Segundo o portal eletrônico da Lilly, até 3 de dezembro de 2021, mais de 700.000 pacientes haviam sido tratados com banlanivimabe ou banlanivimabe e etesevimabe.[1]

A Anvisa esclareceu ainda que permanece autorizado o uso de estoques remanescentes de pesquisa clínica ou importados antes da revogação.

Autorização suspensa: regdanvimabe (Regkirona ®) e casirivimabe e indevimabe (Regn-CoV-2 ®️)

No dia 28 de março deste ano, a Anvisa suspendeu a autorização de uso emergencial de dois fármacos contra a covid-19: o regdanvimabe (Regkirona ® ) e o casirivimabe e indevimabe (Regn-Cov-2 ® ). De acordo com a agência, ambos demonstraram queda significativa da eficácia contra a variante Ômicron, atualmente predominante no país.

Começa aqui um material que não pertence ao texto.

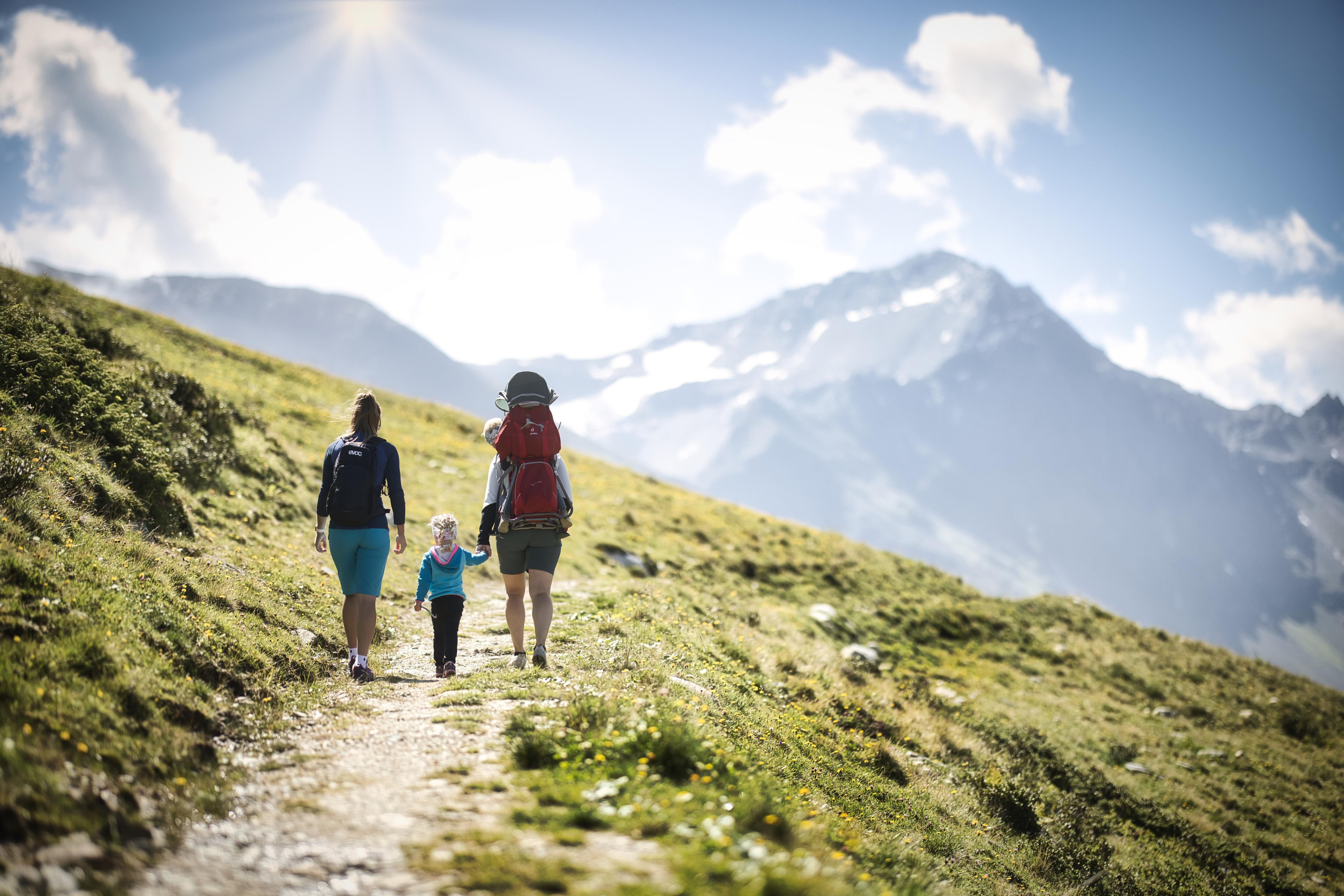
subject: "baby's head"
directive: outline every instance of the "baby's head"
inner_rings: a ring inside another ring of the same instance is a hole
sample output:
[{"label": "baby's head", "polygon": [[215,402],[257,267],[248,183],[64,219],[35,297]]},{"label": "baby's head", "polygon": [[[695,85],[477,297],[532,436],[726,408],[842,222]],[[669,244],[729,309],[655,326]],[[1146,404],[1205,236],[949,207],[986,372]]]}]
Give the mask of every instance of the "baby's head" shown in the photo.
[{"label": "baby's head", "polygon": [[434,544],[444,547],[457,541],[457,517],[452,513],[439,513],[429,521],[429,531],[434,533]]}]

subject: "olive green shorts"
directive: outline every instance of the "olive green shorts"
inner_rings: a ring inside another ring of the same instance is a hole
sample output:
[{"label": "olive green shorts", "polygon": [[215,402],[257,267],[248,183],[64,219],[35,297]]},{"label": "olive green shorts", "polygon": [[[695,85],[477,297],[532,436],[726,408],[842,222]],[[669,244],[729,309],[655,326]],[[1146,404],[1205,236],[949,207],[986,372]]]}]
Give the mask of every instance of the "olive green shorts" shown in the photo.
[{"label": "olive green shorts", "polygon": [[500,572],[519,575],[528,570],[555,575],[560,562],[560,533],[555,529],[515,529],[495,536]]}]

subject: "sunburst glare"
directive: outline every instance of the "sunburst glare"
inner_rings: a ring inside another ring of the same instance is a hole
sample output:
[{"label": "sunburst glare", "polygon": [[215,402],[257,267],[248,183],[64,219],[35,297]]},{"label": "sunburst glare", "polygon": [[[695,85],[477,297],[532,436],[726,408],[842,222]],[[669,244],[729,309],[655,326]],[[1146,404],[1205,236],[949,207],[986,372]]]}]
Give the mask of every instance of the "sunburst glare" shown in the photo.
[{"label": "sunburst glare", "polygon": [[337,0],[333,24],[348,38],[378,38],[396,24],[396,5],[394,0]]}]

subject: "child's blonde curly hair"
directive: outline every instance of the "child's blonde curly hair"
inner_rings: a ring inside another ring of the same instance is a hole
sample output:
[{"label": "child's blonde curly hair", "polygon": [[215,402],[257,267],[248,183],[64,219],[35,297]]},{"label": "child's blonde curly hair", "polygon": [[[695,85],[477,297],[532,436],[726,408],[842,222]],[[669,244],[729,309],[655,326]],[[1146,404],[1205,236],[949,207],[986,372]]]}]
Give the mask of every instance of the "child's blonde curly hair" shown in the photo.
[{"label": "child's blonde curly hair", "polygon": [[491,445],[495,445],[495,437],[500,434],[501,429],[504,429],[504,420],[501,418],[492,416],[485,420],[485,429],[481,430],[481,437],[484,437],[484,439]]},{"label": "child's blonde curly hair", "polygon": [[448,533],[449,541],[457,541],[457,517],[452,513],[439,513],[429,521],[429,531],[434,533],[435,541],[444,533]]}]

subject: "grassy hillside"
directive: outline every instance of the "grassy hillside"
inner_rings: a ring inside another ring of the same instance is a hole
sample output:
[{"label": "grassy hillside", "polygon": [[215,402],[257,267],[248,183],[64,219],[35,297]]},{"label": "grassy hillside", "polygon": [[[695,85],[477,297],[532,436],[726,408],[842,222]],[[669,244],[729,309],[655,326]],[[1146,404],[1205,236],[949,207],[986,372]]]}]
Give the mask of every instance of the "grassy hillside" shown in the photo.
[{"label": "grassy hillside", "polygon": [[[160,832],[226,809],[235,742],[353,690],[309,547],[353,386],[0,277],[11,850],[85,832],[103,849],[87,885],[114,887]],[[380,400],[405,607],[415,527],[448,509],[474,536],[489,454],[476,418]],[[539,701],[508,731],[517,825],[657,837],[687,892],[1340,892],[1341,695],[566,457],[555,668],[441,696]],[[489,889],[526,892],[495,870]]]}]

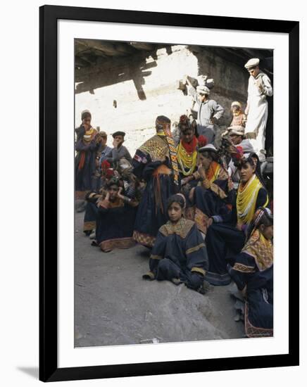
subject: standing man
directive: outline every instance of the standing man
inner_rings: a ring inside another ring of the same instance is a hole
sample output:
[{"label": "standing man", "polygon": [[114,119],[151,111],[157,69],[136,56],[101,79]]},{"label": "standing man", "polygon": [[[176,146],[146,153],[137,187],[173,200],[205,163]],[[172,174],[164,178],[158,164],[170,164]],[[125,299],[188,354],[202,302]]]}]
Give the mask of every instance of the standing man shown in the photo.
[{"label": "standing man", "polygon": [[249,72],[247,90],[247,115],[245,133],[256,152],[260,161],[265,160],[265,125],[268,120],[268,101],[266,97],[273,95],[270,78],[259,68],[259,59],[253,58],[244,65]]},{"label": "standing man", "polygon": [[[209,99],[210,89],[207,86],[201,84],[195,89],[189,77],[186,75],[184,80],[188,84],[188,92],[192,96],[196,108],[198,108],[197,137],[205,136],[208,144],[213,144],[215,137],[216,124],[224,114],[224,108]],[[214,82],[211,84],[213,84]]]},{"label": "standing man", "polygon": [[210,90],[206,86],[197,86],[197,132],[205,136],[208,144],[213,144],[215,137],[216,124],[224,114],[224,108],[213,99],[209,99]]}]

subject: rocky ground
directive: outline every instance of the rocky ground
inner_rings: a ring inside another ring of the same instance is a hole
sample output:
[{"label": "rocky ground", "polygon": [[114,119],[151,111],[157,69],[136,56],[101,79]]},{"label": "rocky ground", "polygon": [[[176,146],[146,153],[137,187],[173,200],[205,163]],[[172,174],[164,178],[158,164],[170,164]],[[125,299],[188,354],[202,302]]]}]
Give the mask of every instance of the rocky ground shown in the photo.
[{"label": "rocky ground", "polygon": [[103,253],[82,232],[83,216],[76,213],[75,230],[76,347],[244,337],[234,319],[232,285],[203,296],[183,284],[144,281],[149,250]]}]

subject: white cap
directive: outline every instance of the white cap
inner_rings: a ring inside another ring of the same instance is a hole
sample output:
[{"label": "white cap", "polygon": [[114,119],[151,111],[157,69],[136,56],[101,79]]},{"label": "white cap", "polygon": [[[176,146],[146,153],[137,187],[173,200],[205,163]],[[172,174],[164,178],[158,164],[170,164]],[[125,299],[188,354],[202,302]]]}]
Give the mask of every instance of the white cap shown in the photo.
[{"label": "white cap", "polygon": [[258,65],[259,65],[259,58],[252,58],[245,63],[244,68],[249,70],[249,68],[258,66]]},{"label": "white cap", "polygon": [[239,108],[242,107],[242,106],[238,101],[234,101],[232,103],[232,106],[239,106]]},{"label": "white cap", "polygon": [[213,152],[218,152],[218,149],[214,146],[213,144],[208,144],[205,146],[199,148],[199,152],[204,152],[206,151],[213,151]]},{"label": "white cap", "polygon": [[196,91],[199,94],[210,94],[210,89],[203,85],[197,86]]}]

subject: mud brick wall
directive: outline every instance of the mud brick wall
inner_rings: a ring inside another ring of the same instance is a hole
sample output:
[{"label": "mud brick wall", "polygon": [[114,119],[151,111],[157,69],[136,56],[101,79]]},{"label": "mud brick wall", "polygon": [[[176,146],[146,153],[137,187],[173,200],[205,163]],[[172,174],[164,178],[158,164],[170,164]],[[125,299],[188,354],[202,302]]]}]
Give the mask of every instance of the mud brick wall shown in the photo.
[{"label": "mud brick wall", "polygon": [[[231,121],[232,101],[244,103],[248,76],[243,68],[218,55],[191,46],[172,46],[154,52],[140,51],[125,57],[101,60],[96,65],[75,72],[75,125],[82,110],[89,109],[92,125],[111,134],[127,133],[125,145],[136,148],[155,133],[157,115],[164,115],[173,125],[192,106],[192,97],[178,89],[184,75],[214,78],[211,98],[225,109],[220,122],[223,130]],[[112,137],[108,138],[112,146]]]}]

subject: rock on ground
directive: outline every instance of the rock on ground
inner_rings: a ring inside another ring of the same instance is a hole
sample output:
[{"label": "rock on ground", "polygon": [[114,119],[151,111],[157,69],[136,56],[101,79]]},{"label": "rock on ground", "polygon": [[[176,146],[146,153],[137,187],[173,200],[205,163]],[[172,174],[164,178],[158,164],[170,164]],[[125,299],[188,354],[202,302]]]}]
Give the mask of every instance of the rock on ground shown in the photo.
[{"label": "rock on ground", "polygon": [[244,337],[230,286],[201,295],[184,284],[147,281],[149,250],[103,253],[75,216],[75,345],[114,345]]}]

O anticorpo monoclonal regdanvimabe (Regkirona ®️), desenvolvido pela empresa sul-coreana Celltrion Healthcare, foi indicado para o tratamento da covid-19 leve a moderada em pacientes adultos que não necessitavam de suplementação de oxigênio, com infecção por Sars-CoV-2 confirmada por laboratório e que apresentavam alto risco de progressão para a doença em sua forma mais grave.

O casirivimabe e indevimabe (Regn-CoV-2 ® ) são uma associação de anticorpos monoclonais, produzidos pelas farmacêuticas Regeneron e Roche. O fármaco foi indicado para quadros leves e moderados da doença, em adultos e pacientes pediátricos (12 anos ou mais) com infecção por Sars-CoV-2 confirmada por laboratório e com alto risco de progredir para formas graves da doença, inclusive pacientes com 65 anos ou mais ou com determinadas doenças crônicas. O medicamento não foi liberado para uso em pacientes hospitalizados por covid-19 ou com necessidade de oxigênio de alto fluxo ou ventilação mecânica. De acordo com dados do ensaio clínico, os anticorpos não demonstraram benefício em pacientes internados, podendo até estar associados a desfechos clínicos piores quando usados. 

A Anvisa informou que a decisão foi tomada pela diretoria por unanimidade e baseada em dados divulgados pelos fabricantes. Em nota, a agência destacou que os medicamentos ficarão suspensos até que as empresas apresentem dados consistentes.

Em análise pela Anvisa

Molnupiravir 

Em 26 de novembro de 2021, a empresa Merck Sharp & Dohme Farmacêutica Ltda. (MSD) solicitou a autorização temporária de uso emergencial do medicamento para tratamento da covid-19.

Segundo a Anvisa, no mesmo dia, foram solicitados mais dados para se avançar na análise. Desde então, o prazo para conclusão da análise está suspenso. A agência relata que tem feito reuniões para orientar a submissão de informações, como o relatório clínico do estudo para registro e documentos complementares referentes à avaliação e discussões realizadas por outras agências reguladoras internacionais. O molnupiravir está aprovado e em uso em diversos países, entre eles a Venezuela.